Tarafların bu denli temel güvenlik çıkarlarına dayalı pozisyonları, dış arabuluculuk yoluyla kolayca çözülebilecek nitelikte değil. Türkiye, İstanbul görüşmelerine ev sahipliği yaparak ve Karadeniz Tahıl Koridoru gibi yaratıcı diplomatik adımlar atarak sürece katkı sunuyor. Ancak mevcut yapısal gerilimler karşısında, çatışmanın derin nedenlerini ortadan kaldırma kapasitesine sahip değil.
Tüm zorluklara rağmen bu görüşmelerin kendine has bir önemi bulunuyor. İstanbul’un yeniden müzakere mekanı olarak seçilmesi yalnızca üç yıl önceki görüşmelerin burada yapılmasından dolayı değil, aynı zamanda Türkiye’nin bölgesel diplomatik rolünü vurgulaması açısından da sembolik bir anlam taşıyor.
Cumhurbaşkanı Recep Tayyip Erdoğan’ın “Çatışmayı sona erdirme çabaları tarihi bir dönüm noktasına ulaştı, bu fırsat kaçırılmamalı.” açıklaması, Türkiye'nin sürece yönelik güçlü siyasi iradesini ortaya koyuyor.
Rus siyaset analizlerine göre, görüşmelerin seyrini belirleyecek iki temel unsur öne çıkıyor: İlki, Ukrayna’nın 2022 yılı Ekim ayında Devlet Başkanı Zelenski tarafından imzalanan ve Putin’le doğrudan görüşmeyi yasaklayan kararnameyi iptal edip etmeyeceği. İkincisi ise Ukrayna’nın müzakere sürecinde ne ölçüde bağımsız ve özerk hareket edebileceği. Bu iki faktör, görüşmelerin başarıya ulaşıp ulaşmayacağı konusunda belirleyici olacak.
Türkiye’nin hem arabulucu hem de ev sahibi olarak üstlendiği rol, ne abartılmalı ne de göz ardı edilmelidir. Erdoğan hükümeti, Türkiye’nin eşsiz jeopolitik konumu ve esnek diplomasi yaklaşımıyla İstanbul’u tüm tarafların kabul edebileceği nadir bir müzakere platformuna dönüştürdü. Bu bile başlı başına dikkate değer bir diplomatik başarıdır.
Ancak Türkiye’nin etkisi; ulusal çıkarları, Batı’nın baskısı ve çatışmanın çok katmanlı doğası nedeniyle sınırlı kalıyor. Uzman analizlerin de vurguladığı gibi, Ankara özellikle esir takası gibi pratik alanlarda önemli sonuçlar elde etti. Buna karşın çatışmanın temel sebeplerine müdahale edebilecek bir pozisyonda değil.
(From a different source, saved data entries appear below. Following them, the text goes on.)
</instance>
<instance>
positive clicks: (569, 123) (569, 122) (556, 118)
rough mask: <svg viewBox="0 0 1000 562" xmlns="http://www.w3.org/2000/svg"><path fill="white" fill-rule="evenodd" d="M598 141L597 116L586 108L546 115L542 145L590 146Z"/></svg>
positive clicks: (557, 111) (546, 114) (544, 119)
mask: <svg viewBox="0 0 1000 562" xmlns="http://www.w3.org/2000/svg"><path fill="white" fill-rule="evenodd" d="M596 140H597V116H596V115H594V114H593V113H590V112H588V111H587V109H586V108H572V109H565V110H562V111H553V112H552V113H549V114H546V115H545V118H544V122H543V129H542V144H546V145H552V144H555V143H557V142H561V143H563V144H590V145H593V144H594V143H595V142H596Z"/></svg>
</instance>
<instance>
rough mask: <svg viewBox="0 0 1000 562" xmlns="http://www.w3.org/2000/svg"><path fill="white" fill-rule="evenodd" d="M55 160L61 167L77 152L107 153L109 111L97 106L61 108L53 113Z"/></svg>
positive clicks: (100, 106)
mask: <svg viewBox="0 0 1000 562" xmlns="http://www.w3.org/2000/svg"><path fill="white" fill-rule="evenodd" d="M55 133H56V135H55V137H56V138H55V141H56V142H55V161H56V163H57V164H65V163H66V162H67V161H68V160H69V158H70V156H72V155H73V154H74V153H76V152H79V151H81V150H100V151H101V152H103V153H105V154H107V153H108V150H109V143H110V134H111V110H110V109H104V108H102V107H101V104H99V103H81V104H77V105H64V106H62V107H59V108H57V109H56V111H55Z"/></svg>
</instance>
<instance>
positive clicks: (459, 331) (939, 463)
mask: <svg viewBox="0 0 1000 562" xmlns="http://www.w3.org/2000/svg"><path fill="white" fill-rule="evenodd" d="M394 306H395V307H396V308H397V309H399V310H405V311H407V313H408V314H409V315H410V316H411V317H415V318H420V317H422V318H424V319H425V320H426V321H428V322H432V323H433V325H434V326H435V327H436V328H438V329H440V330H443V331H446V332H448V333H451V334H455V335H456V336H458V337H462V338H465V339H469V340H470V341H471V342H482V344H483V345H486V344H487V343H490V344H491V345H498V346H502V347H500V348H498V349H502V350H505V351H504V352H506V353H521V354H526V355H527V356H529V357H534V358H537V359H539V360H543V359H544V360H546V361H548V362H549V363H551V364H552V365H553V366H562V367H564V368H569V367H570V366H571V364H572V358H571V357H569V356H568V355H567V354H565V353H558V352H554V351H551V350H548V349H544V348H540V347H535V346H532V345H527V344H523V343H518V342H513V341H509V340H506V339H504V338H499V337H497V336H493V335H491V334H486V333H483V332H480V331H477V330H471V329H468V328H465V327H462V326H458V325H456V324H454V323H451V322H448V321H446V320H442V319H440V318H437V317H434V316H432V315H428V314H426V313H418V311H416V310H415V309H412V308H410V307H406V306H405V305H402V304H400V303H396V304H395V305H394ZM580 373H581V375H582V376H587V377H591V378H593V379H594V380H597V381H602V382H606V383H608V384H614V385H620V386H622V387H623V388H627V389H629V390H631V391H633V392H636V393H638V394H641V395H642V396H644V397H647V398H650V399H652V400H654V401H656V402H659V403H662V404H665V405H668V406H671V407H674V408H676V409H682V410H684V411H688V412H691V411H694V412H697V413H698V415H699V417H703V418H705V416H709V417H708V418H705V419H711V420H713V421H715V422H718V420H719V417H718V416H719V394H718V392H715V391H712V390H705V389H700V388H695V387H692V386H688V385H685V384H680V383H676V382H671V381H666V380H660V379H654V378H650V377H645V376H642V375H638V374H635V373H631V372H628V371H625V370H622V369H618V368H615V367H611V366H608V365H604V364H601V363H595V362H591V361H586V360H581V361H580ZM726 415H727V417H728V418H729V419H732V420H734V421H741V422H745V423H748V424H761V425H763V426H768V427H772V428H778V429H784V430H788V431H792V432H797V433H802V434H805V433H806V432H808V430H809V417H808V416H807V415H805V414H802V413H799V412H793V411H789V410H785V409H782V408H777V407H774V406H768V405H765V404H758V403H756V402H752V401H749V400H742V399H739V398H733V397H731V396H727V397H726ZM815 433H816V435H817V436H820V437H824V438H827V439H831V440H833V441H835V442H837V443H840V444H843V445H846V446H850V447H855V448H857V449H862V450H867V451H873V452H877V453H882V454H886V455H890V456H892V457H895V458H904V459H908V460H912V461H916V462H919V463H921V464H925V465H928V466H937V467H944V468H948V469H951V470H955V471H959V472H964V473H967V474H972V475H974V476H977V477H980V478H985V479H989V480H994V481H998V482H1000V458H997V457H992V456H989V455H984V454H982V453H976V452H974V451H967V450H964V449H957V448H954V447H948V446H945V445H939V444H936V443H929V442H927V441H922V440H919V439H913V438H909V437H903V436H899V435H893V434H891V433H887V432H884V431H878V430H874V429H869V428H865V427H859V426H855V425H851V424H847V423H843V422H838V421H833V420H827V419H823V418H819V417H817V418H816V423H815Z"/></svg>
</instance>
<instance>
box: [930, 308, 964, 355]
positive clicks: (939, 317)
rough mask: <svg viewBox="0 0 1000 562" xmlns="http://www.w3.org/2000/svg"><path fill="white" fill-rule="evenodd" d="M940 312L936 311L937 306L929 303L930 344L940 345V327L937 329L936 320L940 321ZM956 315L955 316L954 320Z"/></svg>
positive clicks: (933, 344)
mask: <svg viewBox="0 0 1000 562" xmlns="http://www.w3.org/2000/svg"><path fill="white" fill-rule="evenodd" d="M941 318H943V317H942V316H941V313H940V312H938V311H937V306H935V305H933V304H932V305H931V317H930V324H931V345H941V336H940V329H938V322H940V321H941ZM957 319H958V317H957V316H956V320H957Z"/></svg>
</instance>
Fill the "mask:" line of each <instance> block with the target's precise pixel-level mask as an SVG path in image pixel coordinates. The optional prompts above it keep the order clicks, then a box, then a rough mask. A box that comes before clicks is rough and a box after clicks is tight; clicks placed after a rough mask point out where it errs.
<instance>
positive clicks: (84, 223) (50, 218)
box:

Sonuç olarak Rusya-Ukrayna krizinin çözümü yalnızca müzakere masasındaki adımlara değil; cephedeki gelişmelere, Batı ittifakının iç dayanıklılığına ve her iki ülkenin değişen iç politik dinamiklerine bağlı. Bu çok kutuplu ve çetin satranç tahtasında, Türkiye’nin arabuluculuğu karanlığı bütünüyle dağıtmasa da, en azından çözüm arayanlara yol gösteren bir ışık işlevi görüyor."